Call for polls at all tiers, distance from Jamaat
Shahidul Islam Chowdhury
Grassroots level leaders of the Bangladesh Nationalist Party have urged the leadership to democratically revitalise the party, instead of imposing committees from above.
A section of the grassroots level leaders also suggested that the party should take a ‘right-of-the-centre position’ instead of being totally rightist.
‘It is an imperative that new committees are formed through vote by holding conferences at all levels after infusing fresh blood by picking up new workers in villages, wards, unions and upazilas, and wards, municipalities and city areas,’ said Mustafizur Rahman Babul, president of the party’s Melandaha upazila unit in Jamalpur.
‘The party should revise its constitution incorporating provisions for forming all committees stretching from the standing committee to the grassroots through ballot by respective electoral bodies,’ he said. ‘The party should groom dedicated leaders with clean image, who are also committed to the ideals of the party.’
He said the party should take a right-of-the-centre position instead of remaining tilted towards the right. ‘BNP’s founder Ziaur Rahman had pursued a right-of-the-centre politics upholding religious values, which is not necessarily restricted to Islamic values, to accommodate people of all faiths in the party. The party should not remain tilted towards the right.’
He expressed the views while participating in interview of the BNP’s grassroots level leaders in Dhaka.
The BNP has formed six committees for six divisions, led by joint secretaries general and organising secretaries, to interview the grassroots leaders and submit reports to the standing committee by February 28.
Khandakar Golam Mostafa, president of the party’s Sujanagar upazila unit in Pabna, said. ‘Imposing committees by the centre was a worn out practice to change grassroots level committees. But it did not benefit the party.’
Selim Reza Habib, general secretary of Sujanagar upazila unit and former lawmaker for the electoral constituency, said that most of the grassroots level leaders thought that former ministers and MPs and their close relatives, were responsible, among other reasons, for the plight of the party and its humiliating defeat in the December 29 general elections.
When asked whether the grassroots level leaders liked BNP’s inclination to close ties with religion-based parties, Habib, also a member of the party’s Pabna district unit – the home district of two top Jamaat-e-Islami leaders Matiur Rahman Nizami and Moulana Abdus Sobhan – said that many leaders had suggested that the BNP should keep a distance from the religion-based parties.
A few leaders said that maintaining relations with Jamaat-e-Islami was beneficial to BNP, he said.
Ashraf Ali, president of Mirzaganj upazila unit in Patuakhali, was more forthright. ‘The people do not take positively BNP’s close ties with a party led by war criminals.’
Many grassroots level leaders also suggested reorganising the party to get over the internal feuds fuelled by the ‘pocket committees’ led by former ministers and lawmakers, reducing dependence on religion-based political parties and nominating party candidates in all elections, including polls to the local government bodies.

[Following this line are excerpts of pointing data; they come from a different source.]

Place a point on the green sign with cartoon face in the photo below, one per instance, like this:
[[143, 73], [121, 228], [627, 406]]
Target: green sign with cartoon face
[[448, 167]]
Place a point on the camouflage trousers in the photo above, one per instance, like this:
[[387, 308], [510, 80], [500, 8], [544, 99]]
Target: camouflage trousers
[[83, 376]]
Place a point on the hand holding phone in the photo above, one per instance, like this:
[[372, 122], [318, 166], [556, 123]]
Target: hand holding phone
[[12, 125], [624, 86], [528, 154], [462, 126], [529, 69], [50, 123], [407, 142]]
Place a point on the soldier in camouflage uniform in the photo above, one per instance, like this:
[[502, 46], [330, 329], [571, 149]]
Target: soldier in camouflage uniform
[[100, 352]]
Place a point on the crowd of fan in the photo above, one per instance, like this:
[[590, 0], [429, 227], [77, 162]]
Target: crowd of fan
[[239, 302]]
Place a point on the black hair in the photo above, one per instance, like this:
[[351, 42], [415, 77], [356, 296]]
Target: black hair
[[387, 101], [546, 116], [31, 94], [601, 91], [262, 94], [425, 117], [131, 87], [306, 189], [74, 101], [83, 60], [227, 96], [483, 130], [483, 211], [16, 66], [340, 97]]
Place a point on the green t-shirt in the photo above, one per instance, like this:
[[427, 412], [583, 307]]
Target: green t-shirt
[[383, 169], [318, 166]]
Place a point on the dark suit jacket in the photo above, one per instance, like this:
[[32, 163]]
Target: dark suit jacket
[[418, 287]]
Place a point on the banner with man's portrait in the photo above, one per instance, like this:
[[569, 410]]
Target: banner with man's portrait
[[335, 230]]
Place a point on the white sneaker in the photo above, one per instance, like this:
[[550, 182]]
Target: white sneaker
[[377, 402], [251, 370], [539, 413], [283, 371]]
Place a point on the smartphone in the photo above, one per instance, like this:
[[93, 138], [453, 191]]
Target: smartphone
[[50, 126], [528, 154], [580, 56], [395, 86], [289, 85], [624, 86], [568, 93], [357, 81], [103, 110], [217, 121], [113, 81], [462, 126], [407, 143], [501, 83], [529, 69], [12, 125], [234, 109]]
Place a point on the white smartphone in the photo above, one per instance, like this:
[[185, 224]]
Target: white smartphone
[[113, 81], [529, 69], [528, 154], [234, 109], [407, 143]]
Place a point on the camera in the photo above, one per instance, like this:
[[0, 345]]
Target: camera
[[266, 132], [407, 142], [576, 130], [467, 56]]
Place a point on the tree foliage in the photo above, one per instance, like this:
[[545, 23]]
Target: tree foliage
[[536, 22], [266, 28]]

Some grassroots level leaders also urged the top leadership to remain vigilant about persons who surrounded the party chairperson, Khaleda Zia, and the secretary general, Khandaker Delwar Hossain, in recent months.
Abdullah Al Noman and Mizanur Rahman Minu are in the team for interviewing grassroots level leaders in Dhaka division, Gayeswar Chandra Roy and Shamsuzzaman Dudu for Chittagong division, Nazrul Islam Khan and Kazi Asaduzzman for Sylhet, Selima Rahman and Mohammad Shahjahan for Khulna, Mirza Abbas and Aman Ullah Aman for Rajshahi and MA Mannan and Mashiur Rahman for Barisal.
The joint secretaries are seeking the local leaders’ opinions about the defeat of the party in the parliamentary and upazila elections, the state of the organisation and its committees at different tiers and about how the party can be strengthened in near future.
Selima Rahman told New Age Saturday, ‘The grassroots level leaders generally favour bringing about dynamism in the party together with forming committees by holding conferences at all levels.’
Mirza Abbas told New Age that the grassroots level leaders were giving views from their respective positions [after January 11, 2007] – splinter group [better known as reformists], conformists and those who have been inactive for quite some time.
‘We have asked them to bury the hatchet and work together,’ he said.
The party, which formed the government five times, won 30 seats in the 300-strong parliament securing 32.45 per cent popular vote in the ninth general elections.
Almost all the committees, excluding the national standing committee, of the BNP have served out their tenures as the party has not held elections to the committees in two years.
The party had held its last central council session 16 years ago in 1993. According to its constitution, it is supposed to hold the council every two years.
The party had held a representatives’ meeting with the participation of the members of the national executive committee in 2006.